Sebagaimana diketahui, kedua negara sepakat untuk menurunkan tarif secara timbal balik dalam jangka waktu 90 hari. Hal ini membuka jalan bagi deeskalasi konflik dagang yang selama ini menciptakan ketidakpastian luas di pasar keuangan, melemahkan rantai pasok, dan mendorong lonjakan harga global.
Peneliti dari Forum Indonesia untuk Transparansi Anggaran (FITRA), Badiul Hadi menilai bahwa kesepakatan penurunan tarif timbal balik antara kedua negara tersebut tidak terlalu berdampak signifikan dalam mendorong pertumbuhan ekonomi Indonesia.

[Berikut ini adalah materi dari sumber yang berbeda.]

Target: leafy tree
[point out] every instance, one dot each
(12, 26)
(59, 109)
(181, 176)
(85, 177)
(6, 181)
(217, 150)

Baca Juga: Peluang Ekonomi Indonesia dari Kesepakatan Penurunan Tarif Impor AS dan China
Belajar dari pengalaman dan simulasi kebijakan saat perang dagang 2018–2020, perubahan langsung tarif AS dan China terhadap pertumbuhan produk domestik bruto (PDB) Indonesia tergolong sangat kecil, yakni sekitar 0,05% hingga 0,1%.
“Hal ini dikarenakan ekspor Indonesia ke AS dan Cina dalam konteks barang subtitusi relatif kecil dan pertumbuhan PDB Indonesia selama ini ditopang oleh konsumsi domestik yang angkanya mencapai lebih dari 50% PDB,” tutur Badiul kepada Kontan, Senin (12/5).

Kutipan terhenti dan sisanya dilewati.